"Discriminative Training and Adaptation of Large Vocabulary ASR Systems"
We have worked on discriminative training for HMM-based large vocabulary ASR systems at Cambridge since the mid 1990's and have developed techniques that are now being widely applied to constructing the acoustic models for state-of-the-art large vocabulary recognition systems. This talk will provide a brief overview of this work, and focus on our recent work in this area. Topics covered will include the basic lattice-based framework for discriminative training using the extended Baum-Welch algorithm; the minimum phone error objective function; extensions for discriminative MAP; supervised and unsupervised discriminative transform-based adaptation. The typical performance of a number of these techniques will be presented for a variety of large vocabulary speech recognition tasks.
Speaker Bio:
Phil Woodland is currently Professor of Information Engineering at Cambridge University Engineering Department where he has been a member of faculty staff since 1989. His research interests are in the area of speech technology, with a focus on all aspects of large vocabulary speech recognition systems. Other work has included auditory modelling, statistical speech synthesis, named entity recognition, and spoken document retrieval.

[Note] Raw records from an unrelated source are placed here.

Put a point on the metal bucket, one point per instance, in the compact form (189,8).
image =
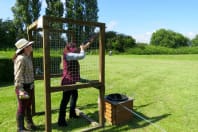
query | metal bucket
(116,97)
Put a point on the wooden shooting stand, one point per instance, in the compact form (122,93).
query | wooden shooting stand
(47,24)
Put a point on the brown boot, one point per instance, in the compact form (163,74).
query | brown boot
(20,123)
(30,124)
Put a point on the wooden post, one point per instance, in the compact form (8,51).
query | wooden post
(46,62)
(102,73)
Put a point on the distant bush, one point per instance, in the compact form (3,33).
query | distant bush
(150,49)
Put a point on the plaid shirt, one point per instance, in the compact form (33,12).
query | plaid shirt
(23,71)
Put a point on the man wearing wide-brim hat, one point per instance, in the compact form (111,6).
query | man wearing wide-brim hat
(24,83)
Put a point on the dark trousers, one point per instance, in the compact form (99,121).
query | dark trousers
(73,94)
(24,105)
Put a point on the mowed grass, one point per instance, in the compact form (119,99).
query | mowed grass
(164,88)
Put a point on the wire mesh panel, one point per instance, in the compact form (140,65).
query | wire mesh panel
(59,34)
(51,35)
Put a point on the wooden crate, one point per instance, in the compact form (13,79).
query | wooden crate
(115,113)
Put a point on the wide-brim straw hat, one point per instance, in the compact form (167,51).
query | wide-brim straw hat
(21,44)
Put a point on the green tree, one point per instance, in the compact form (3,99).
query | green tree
(25,12)
(85,10)
(195,41)
(118,42)
(7,34)
(168,38)
(54,8)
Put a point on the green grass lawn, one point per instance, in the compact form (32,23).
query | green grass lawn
(164,88)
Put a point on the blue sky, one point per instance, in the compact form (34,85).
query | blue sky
(140,18)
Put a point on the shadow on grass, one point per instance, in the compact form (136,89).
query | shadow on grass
(6,84)
(82,124)
(137,122)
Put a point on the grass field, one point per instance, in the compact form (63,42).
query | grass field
(164,88)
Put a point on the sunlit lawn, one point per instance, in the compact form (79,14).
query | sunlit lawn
(164,88)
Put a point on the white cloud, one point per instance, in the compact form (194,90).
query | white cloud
(111,25)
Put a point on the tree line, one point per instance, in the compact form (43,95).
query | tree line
(25,12)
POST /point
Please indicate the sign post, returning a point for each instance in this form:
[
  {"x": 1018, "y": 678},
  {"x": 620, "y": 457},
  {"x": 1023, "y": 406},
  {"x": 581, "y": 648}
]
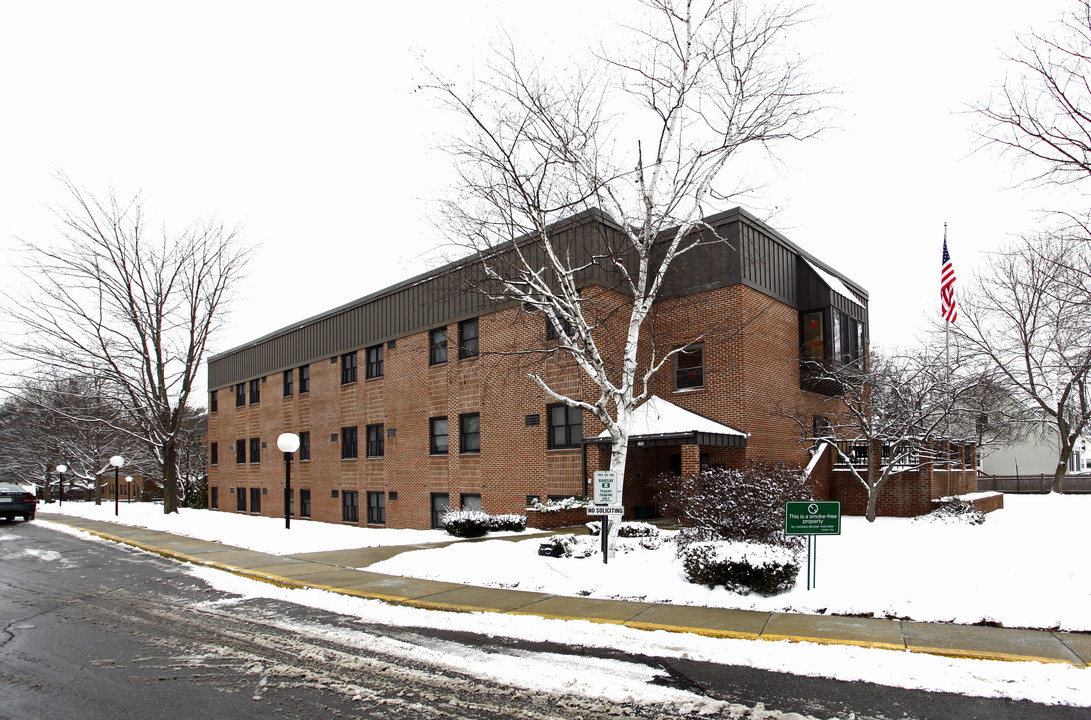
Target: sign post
[
  {"x": 606, "y": 483},
  {"x": 812, "y": 517}
]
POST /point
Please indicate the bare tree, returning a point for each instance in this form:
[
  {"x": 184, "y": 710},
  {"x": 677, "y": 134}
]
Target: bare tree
[
  {"x": 1026, "y": 315},
  {"x": 1044, "y": 115},
  {"x": 136, "y": 310},
  {"x": 640, "y": 142},
  {"x": 895, "y": 417}
]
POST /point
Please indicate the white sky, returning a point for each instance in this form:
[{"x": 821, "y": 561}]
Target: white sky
[{"x": 299, "y": 122}]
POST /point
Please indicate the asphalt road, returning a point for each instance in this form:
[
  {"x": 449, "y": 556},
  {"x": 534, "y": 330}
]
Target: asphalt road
[{"x": 90, "y": 630}]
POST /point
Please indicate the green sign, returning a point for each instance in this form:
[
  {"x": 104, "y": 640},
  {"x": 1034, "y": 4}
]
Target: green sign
[{"x": 812, "y": 517}]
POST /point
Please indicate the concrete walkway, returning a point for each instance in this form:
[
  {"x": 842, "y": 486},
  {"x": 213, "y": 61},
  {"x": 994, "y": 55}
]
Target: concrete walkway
[{"x": 334, "y": 571}]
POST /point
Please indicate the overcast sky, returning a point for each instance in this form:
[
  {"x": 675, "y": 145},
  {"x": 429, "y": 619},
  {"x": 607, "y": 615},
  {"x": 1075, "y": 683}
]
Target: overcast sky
[{"x": 299, "y": 122}]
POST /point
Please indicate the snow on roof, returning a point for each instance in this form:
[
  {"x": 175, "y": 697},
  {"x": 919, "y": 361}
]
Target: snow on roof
[
  {"x": 836, "y": 284},
  {"x": 658, "y": 417}
]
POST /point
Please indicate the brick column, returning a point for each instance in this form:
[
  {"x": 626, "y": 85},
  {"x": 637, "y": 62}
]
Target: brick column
[{"x": 691, "y": 460}]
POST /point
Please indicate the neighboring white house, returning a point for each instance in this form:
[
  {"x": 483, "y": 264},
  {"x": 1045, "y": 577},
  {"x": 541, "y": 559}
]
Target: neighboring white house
[{"x": 1035, "y": 455}]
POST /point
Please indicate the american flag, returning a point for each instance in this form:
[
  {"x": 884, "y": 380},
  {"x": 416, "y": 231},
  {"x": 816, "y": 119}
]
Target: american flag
[{"x": 947, "y": 286}]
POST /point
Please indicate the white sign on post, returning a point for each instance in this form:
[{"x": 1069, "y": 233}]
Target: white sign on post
[{"x": 606, "y": 482}]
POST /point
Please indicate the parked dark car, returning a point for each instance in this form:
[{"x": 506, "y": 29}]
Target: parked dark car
[{"x": 16, "y": 501}]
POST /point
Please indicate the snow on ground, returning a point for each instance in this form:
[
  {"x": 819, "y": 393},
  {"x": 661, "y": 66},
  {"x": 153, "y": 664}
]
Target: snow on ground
[
  {"x": 1018, "y": 559},
  {"x": 1018, "y": 568}
]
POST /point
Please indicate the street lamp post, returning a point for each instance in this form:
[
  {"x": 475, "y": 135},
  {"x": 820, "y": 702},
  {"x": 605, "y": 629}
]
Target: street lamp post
[
  {"x": 60, "y": 472},
  {"x": 117, "y": 461},
  {"x": 288, "y": 443}
]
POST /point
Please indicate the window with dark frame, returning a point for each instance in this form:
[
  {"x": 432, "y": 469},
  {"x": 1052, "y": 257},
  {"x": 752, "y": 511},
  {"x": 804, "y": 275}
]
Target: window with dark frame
[
  {"x": 350, "y": 506},
  {"x": 566, "y": 327},
  {"x": 438, "y": 346},
  {"x": 438, "y": 436},
  {"x": 348, "y": 443},
  {"x": 374, "y": 361},
  {"x": 565, "y": 425},
  {"x": 375, "y": 435},
  {"x": 348, "y": 368},
  {"x": 469, "y": 433},
  {"x": 376, "y": 508},
  {"x": 468, "y": 338},
  {"x": 690, "y": 367}
]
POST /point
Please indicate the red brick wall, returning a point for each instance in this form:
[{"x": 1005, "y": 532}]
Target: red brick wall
[{"x": 752, "y": 384}]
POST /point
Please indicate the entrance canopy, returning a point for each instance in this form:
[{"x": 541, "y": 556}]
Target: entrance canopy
[{"x": 659, "y": 422}]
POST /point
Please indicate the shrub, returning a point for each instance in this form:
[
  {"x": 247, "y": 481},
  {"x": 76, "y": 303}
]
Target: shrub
[
  {"x": 510, "y": 523},
  {"x": 570, "y": 546},
  {"x": 628, "y": 529},
  {"x": 476, "y": 524},
  {"x": 955, "y": 509},
  {"x": 466, "y": 524},
  {"x": 744, "y": 504},
  {"x": 741, "y": 566}
]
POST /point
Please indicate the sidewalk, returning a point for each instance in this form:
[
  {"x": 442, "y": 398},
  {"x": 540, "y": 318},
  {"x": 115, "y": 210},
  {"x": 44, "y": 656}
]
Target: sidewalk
[{"x": 334, "y": 571}]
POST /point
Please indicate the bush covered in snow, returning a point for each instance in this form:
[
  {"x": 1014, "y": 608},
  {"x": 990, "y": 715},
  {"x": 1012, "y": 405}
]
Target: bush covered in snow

His work on acoustic model adaptation using maximum likelihood linear regression and on discriminative training is particularly well-known. He was an original co-devloper of the widely-used HTK Hidden Markov Model Toolkit, and continues to play a leading role in its development. Since 1992 he has participated in DARPA/NIST speech recognition evaluations. He is the Principal Investigator of the Cambridge HTK Rich Audio Transcription project funded under the DARPA EARS program.